ASO-based induction of RBM3 for the treatment of hypoxic/ischaemic brain injury : Date:
Free University of Berlin – Dr. Tom Haltenhof
conceptual period
Recipient: Free University of Berlin
Funding: GO-Bio initial (01/10/2022 to 30/09/2023, EUR 119,958)
Alzheimer's disease is influenced by many different factors. This makes it all the more difficult to develop specific drugs against it.
Current Alzheimer's therapies primarily address symptoms of the disease in order to slow down the neurodegenerative process and preserve patients' cognitive abilities for as long as possible. In the Neuroprotection project the regulation of genetic processes is intended to achieve a preventive effect in addition to acute treatment by preventing the death of nerve cells (neuroprotection). In order to achieve this the applicants take advantage of the fact that an artificial lowering of body temperature (hypothermia) in animal experiments leads to a protective effect against neurodegenerative diseases. With the help of a gene therapy approach a decoupling of the process is achieved in order to induce neuroprotection with a treatment even at normal body temperature.
This approach is based on the use of artificially produced genetic sequences (antisense oligonucleotides, in short: ASO), which are bound to the mRNA (messenger RNA) of the target protein to be produced. The aim of the project is to evaluate a potential therapy option for neurogenerative diseases such as Alzheimer’s. Among other things the exploratory phase will be used to review the legal and regulatory viability of the idea. It should additionally be clarified whether patents or other property rights exist for the exploitation of the results of an ASO-based modulation of neuroprotective genes.
feasibility stage
Recipient: Free University Berlin
Funding: GO-Bio initial feasibility phase 3 (01/10/2023 to 30/09/2025, EUR 1,097,773.58)

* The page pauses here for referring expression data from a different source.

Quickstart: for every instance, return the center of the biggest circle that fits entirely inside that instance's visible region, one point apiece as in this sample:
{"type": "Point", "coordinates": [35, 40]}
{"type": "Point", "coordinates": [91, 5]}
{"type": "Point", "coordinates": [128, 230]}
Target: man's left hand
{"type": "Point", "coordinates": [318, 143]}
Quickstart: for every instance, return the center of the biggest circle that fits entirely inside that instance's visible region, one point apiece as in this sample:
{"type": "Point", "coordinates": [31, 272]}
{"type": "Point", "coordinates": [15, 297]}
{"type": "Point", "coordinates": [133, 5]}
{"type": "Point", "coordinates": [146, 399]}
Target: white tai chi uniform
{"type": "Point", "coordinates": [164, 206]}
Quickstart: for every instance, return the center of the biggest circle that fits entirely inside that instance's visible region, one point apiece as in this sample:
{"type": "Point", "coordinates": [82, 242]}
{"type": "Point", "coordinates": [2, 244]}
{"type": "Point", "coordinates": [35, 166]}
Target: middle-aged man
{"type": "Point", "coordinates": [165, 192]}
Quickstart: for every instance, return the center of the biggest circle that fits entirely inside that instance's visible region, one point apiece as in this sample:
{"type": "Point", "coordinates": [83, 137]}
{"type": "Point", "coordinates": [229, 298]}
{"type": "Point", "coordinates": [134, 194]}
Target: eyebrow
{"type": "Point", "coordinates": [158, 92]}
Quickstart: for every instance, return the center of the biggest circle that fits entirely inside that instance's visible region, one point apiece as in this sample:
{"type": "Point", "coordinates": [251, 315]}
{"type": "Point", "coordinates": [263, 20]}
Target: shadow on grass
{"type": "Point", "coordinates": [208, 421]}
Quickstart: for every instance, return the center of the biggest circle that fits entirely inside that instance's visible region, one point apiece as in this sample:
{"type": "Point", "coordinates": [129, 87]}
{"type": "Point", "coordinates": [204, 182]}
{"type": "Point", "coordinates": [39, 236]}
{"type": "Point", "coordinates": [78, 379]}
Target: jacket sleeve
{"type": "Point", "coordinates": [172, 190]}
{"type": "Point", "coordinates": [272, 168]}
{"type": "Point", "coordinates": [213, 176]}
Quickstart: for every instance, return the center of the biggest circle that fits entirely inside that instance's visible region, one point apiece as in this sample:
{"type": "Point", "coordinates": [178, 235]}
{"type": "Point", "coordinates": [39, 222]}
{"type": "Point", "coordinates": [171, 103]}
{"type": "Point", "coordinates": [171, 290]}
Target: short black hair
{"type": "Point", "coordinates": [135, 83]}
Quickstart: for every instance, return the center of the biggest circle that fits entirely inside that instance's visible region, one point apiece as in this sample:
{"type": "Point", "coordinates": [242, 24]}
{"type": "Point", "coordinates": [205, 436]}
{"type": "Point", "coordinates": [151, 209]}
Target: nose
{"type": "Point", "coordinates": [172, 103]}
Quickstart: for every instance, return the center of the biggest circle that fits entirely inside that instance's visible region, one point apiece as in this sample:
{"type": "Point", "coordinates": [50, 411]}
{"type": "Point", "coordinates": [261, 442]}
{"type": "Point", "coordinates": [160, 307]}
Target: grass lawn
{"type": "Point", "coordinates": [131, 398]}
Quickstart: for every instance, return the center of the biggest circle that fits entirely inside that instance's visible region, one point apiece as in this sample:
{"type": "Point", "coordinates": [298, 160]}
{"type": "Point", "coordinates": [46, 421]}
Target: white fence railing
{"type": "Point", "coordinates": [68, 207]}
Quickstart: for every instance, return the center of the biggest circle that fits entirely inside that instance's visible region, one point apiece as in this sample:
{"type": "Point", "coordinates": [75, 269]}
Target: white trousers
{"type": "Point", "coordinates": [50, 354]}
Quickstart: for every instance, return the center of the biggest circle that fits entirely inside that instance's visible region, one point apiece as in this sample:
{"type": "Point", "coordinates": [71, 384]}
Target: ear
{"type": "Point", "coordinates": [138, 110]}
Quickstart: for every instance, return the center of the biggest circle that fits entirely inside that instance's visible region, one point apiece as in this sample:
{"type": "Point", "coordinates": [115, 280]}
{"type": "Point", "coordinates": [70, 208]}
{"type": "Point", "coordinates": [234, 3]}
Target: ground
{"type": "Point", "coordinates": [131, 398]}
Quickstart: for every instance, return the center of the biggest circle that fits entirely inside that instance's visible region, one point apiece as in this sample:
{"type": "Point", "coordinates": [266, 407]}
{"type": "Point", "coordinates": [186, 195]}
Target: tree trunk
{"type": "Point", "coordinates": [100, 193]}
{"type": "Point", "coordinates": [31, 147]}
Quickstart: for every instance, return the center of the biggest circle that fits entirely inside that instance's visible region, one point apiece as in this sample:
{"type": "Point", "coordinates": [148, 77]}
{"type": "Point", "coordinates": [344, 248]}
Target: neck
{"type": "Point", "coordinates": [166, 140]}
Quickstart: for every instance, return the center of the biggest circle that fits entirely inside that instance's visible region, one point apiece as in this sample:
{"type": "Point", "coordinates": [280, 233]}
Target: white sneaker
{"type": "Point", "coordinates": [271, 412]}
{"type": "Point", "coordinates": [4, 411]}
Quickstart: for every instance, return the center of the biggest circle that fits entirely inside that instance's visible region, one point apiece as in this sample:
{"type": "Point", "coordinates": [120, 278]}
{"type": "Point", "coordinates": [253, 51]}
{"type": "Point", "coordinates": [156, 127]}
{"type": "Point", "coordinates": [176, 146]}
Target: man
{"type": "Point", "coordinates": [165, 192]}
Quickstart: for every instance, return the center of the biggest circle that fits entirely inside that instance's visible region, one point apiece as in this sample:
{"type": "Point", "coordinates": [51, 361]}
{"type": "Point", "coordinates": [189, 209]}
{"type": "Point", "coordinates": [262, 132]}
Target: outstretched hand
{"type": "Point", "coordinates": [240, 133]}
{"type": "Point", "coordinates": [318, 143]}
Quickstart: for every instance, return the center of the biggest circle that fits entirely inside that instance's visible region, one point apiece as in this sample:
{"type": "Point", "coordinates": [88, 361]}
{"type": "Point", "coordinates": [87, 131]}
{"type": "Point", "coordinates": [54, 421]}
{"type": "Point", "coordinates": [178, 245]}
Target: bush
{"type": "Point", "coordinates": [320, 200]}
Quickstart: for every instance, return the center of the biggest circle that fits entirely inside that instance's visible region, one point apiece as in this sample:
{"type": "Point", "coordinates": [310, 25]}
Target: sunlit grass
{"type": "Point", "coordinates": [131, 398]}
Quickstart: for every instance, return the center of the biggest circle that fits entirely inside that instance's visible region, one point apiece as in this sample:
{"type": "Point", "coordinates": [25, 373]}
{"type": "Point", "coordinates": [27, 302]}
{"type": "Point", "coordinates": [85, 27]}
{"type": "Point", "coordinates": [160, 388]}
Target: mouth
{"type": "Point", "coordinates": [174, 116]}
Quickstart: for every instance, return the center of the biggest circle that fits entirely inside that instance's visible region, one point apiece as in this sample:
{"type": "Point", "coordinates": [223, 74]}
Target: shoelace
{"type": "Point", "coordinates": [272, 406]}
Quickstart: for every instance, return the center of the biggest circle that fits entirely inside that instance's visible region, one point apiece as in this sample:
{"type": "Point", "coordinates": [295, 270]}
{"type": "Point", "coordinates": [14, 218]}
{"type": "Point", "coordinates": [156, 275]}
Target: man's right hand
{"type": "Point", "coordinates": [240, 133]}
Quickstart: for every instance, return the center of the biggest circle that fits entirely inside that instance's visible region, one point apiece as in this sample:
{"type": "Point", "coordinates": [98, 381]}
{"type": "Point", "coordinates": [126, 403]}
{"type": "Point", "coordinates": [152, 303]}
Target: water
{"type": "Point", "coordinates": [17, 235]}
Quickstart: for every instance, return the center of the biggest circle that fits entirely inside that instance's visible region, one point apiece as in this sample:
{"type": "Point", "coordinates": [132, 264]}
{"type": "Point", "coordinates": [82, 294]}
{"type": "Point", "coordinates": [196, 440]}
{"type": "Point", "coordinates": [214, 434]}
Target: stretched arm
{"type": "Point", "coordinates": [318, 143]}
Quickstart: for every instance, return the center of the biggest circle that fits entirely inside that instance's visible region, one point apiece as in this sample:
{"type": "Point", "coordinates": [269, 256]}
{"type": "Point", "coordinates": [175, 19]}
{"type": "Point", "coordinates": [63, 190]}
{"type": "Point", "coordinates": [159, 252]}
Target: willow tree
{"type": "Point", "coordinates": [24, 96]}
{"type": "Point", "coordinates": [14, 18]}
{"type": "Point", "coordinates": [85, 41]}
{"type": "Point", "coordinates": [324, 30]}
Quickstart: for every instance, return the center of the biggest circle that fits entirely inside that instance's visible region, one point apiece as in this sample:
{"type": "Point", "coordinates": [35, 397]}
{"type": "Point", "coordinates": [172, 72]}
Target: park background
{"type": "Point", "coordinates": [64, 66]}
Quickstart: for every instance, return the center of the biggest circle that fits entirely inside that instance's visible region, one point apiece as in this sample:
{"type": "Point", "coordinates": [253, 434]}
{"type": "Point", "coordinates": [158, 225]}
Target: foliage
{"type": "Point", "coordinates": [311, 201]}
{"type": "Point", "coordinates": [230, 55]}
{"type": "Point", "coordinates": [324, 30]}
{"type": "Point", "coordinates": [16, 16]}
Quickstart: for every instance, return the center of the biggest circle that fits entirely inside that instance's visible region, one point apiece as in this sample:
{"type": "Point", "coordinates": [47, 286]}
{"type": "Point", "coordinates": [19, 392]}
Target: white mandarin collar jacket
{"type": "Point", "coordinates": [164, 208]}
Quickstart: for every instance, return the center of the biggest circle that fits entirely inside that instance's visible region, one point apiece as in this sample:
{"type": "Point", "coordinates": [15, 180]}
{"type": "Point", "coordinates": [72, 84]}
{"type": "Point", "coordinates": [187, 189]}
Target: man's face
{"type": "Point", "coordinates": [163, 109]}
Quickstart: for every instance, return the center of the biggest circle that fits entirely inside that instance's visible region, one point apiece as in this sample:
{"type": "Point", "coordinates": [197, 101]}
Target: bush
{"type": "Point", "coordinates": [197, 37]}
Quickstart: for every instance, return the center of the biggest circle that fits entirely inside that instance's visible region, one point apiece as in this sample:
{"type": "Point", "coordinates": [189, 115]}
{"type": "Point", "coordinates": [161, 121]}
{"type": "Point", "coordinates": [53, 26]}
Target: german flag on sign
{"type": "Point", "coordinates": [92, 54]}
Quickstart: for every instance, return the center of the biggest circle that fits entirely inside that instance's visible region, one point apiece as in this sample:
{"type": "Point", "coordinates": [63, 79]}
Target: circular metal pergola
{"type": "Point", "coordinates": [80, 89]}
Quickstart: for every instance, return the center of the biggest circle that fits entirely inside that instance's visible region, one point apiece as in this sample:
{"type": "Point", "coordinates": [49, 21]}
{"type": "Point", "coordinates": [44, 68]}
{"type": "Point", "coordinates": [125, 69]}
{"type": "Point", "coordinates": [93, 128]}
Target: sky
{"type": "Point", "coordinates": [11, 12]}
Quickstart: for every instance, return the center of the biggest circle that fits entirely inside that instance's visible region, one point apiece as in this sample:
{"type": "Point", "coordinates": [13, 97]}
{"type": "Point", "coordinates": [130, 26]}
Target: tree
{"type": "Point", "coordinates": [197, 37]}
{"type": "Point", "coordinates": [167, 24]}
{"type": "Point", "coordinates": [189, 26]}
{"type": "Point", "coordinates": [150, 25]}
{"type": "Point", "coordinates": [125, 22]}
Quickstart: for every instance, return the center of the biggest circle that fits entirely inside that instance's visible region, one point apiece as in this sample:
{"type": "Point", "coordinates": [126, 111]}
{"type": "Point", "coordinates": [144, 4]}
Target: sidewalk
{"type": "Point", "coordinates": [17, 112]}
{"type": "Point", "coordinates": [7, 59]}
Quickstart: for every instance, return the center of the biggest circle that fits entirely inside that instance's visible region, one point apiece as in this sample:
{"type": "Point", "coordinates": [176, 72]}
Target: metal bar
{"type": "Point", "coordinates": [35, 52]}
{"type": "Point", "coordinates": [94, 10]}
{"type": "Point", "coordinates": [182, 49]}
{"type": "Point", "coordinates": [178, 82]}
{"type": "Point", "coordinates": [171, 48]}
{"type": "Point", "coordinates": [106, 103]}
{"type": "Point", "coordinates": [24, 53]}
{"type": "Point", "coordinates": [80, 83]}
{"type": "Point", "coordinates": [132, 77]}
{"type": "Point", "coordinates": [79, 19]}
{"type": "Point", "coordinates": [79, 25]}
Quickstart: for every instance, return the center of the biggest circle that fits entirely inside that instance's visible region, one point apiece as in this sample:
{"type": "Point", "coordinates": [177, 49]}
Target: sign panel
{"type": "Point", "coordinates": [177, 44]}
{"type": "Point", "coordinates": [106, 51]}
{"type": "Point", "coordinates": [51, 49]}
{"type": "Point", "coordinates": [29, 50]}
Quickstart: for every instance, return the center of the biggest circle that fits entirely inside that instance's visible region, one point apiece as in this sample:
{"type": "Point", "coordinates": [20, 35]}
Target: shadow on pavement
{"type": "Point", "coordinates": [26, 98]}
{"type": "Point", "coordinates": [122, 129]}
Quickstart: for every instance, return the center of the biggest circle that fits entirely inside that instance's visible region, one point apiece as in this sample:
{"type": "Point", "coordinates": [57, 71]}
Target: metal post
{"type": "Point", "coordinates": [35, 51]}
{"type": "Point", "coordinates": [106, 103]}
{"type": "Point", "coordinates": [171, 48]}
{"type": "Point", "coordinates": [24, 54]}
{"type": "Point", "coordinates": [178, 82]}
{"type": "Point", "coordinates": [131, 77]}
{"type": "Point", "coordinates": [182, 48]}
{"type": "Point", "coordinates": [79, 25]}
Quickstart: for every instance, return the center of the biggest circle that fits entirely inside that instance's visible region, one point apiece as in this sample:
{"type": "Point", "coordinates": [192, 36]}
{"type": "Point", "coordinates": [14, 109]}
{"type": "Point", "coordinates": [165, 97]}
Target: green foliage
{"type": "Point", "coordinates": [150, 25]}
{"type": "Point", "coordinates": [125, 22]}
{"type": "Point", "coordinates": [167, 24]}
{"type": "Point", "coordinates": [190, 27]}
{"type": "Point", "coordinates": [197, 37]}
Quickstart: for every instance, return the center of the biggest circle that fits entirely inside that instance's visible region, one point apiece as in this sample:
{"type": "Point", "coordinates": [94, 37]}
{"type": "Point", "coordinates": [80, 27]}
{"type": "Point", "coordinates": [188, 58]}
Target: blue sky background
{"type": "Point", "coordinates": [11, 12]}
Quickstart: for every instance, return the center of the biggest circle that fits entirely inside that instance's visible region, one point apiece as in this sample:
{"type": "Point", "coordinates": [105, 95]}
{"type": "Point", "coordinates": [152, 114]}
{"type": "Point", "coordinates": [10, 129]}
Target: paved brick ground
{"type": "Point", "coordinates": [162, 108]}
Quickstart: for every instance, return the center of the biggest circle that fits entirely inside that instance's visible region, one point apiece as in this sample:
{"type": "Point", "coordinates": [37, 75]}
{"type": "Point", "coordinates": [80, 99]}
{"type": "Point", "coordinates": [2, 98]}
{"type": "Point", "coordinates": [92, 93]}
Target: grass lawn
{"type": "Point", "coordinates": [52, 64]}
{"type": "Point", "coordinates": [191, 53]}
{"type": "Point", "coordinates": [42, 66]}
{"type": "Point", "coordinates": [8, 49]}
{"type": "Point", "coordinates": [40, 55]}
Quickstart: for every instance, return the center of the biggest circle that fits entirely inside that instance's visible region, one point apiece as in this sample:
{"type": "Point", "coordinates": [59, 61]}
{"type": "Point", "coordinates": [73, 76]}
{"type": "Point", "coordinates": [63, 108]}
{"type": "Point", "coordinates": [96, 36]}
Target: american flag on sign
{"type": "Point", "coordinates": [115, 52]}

The artificial lowering of body temperature to 33.5°C is called therapeutic hypothermia (TH). This therapy is used to treat patients with brain damage (hypoxic/ischaemic encephalopathy (HIE)) caused by oxygen deficiency. This measure may be necessary, for example, in the case of cardiac arrest, stroke and, in particular, lack of oxygen in newborns. With the help of therapeutic hypothermia, nerve damage can be effectively minimised. Nevertheless, this method has several drawbacks in the treatment of newborns who suffer brain damage due to a severe lack of oxygen in the brain. Artificially lowering body temperature carries the risk of severe, sometimes life-threatening side effects for the treated newborns. Therapeutic hypothermia can also only be used in neonatal intensive care units specially equipped for this purpose. For these reasons, and because of the prolonged separation of parent and child, only newborns with severe courses are treated in this way, although milder forms of HIE can also lead to severe neurodevelopmental disorders. There is a current lack of alternative treatment methods that improve clinical therapy in these cases. The Neuroprotection project aims to address this point in the feasibility phase.
RNA-binding Motif Protein 3 (RBM3) is one of the genes produced by cold that mediates the neuroprotective effect of hypothermia. A promising therapeutic option alternative to therapeutic hypothermia is to induce RBM3 independently of temperature. In preliminary work the project staff developed an RNA-based approach that enables the neuroprotective effect of RBM3 without the need for therapeutic hypothermia. The potential treatment is to be given as an injection, so it is in a sense ‘hypothermia in a syringe’. The collaborative Neuroprotection project will investigate the innovative therapeutic approach in animal models. A comprehensive safety assessment will additionally be carried out during the feasibility phase. The therapy is being strategically developed up to the point of application in clinical trials.